それでも人生は続いてく

「バベル」をみる。ひとり。アローン。夜9時半の回。さみしすぎると言われようがひとり映画館ってすごくすきだ。あのさみしい感じがたまらん。思ったより早く着いてしまったので、ずっと愛ポッドでスーパーカーをきいてた。スーパーカーってひとりできくのに最適。しずかにぐんぐんテンションあがる。

バベルについて。もーコレがひとりで見るのに似つかわしすぎる重さだったので(しかも長い)、見終えたあとぐったりしました。きくちりんこせつなすぎーる。アカデミーノミネートもうなずけーる。何気に体はった演技なんですが、そんな下世話な目線をふっとばしてしまうくらいの重い役どころ。よくあるオムニバスもの(それぞれの人生が実はある共通点でつながっている)と言ってしまえばそれまでですが、この映画が単なるオムニバスで終わらないのは、それぞれの人生がそこで「終わり」じゃないってことをきちんと描いているからだとおもう。ハッピーエンドでも、サッドエンドでもない、彼らの人生はこれからも続いていくってこと。そこにどんな未来がまっていようとも、それでも人生は続いていく。そこにこの映画の重みがあると思う。賛否両論あるようですが、わたしはアリで。でもまー否の意見があるのもなんとなく分かるような気がします。あとは、若い刑事役のひとがかっこよかった(結局そういう見方)。

映画を見終えた帰り道、むしょうに誰かの声がききたくなって、ていうか彼の声がききたくなって、電話をかける。前回「連絡絶つ」って言ったばかりでこれなー。豆腐のようにもろい意志。ざわざわとした雑音と共に聞こえてくる声。「ごめん、いま電車。彼女んちにむかってるとこ」。わかった、ごめんね、ばいばい、と言って電話をきる。コンビニで明日の朝ごはんを買って帰る深夜0時。

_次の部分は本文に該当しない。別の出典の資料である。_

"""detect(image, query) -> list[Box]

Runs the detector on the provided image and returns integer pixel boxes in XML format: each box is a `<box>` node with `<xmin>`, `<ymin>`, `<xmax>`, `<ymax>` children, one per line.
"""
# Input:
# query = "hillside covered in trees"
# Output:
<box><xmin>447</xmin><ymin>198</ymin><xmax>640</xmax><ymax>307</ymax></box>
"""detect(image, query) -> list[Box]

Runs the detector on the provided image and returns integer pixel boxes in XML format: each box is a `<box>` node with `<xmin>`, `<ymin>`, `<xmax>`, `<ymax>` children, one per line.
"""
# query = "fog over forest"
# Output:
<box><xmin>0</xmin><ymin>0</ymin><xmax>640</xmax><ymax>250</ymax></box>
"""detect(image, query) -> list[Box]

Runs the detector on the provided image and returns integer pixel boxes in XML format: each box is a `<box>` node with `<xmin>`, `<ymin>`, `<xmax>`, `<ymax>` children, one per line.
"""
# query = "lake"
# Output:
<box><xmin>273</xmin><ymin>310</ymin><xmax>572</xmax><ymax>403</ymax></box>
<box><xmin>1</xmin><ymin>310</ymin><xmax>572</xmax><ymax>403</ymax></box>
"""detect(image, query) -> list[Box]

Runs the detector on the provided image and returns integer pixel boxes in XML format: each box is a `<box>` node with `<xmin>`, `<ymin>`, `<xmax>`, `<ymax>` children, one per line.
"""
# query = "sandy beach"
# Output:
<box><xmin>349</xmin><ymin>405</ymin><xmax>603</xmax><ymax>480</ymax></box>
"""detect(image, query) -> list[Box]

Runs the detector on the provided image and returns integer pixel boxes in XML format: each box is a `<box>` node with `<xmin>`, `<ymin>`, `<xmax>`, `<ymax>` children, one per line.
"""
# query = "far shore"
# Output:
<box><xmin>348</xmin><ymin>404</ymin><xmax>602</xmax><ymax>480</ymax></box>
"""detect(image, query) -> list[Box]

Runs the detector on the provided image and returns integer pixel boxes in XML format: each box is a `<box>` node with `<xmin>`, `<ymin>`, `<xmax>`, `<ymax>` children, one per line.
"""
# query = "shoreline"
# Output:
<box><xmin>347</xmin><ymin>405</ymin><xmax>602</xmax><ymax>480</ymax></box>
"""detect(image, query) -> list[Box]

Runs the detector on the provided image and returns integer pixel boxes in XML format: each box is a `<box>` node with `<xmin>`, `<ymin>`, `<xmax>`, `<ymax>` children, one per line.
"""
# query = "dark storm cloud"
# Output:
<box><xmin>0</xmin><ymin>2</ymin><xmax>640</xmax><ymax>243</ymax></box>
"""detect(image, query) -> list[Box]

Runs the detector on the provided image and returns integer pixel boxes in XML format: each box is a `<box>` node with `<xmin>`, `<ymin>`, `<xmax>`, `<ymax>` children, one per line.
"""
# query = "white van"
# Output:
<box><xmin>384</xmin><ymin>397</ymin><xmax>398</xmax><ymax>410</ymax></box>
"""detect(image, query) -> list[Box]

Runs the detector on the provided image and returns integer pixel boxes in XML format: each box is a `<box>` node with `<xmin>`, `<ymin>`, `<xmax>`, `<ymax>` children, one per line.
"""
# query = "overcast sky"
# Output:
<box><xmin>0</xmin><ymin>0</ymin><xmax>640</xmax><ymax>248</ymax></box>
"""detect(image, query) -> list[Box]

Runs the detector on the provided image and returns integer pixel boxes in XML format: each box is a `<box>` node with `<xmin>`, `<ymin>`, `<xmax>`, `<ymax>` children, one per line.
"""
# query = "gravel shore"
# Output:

家に着くと、彼からメールがきていた。最近の私を励ます内容。「最終的には自分で何とかするしかないと個人的には思うが」、「君の後ろには心配しとる人が間違いなくおる」。気付いたら声をあげて泣いていた。うれしいのかさみしいのか、自分でもよく分からなかったけど、とりあえず泣いた。「個人的には」とひとつ距離をとるところ、「うしろには俺がいる」ではなく「うしろで心配してる人がいる」という表現、冷たいんだか優しいんだかわからん励まし方が、ひどく彼らしいとおもった。そして、わたしはどうしようもなく、そんなこの人が好きだとおもった。彼女いようが遊んでようが報われないとわかってようが、好きなものはすきだ。それが良いとか悪いとか、そういうのは置いといて。そう認めてしまった途端、楽になった。そうか、そうだったのか。

それでも、人生は続く。良くも悪くも、明日はやってくる。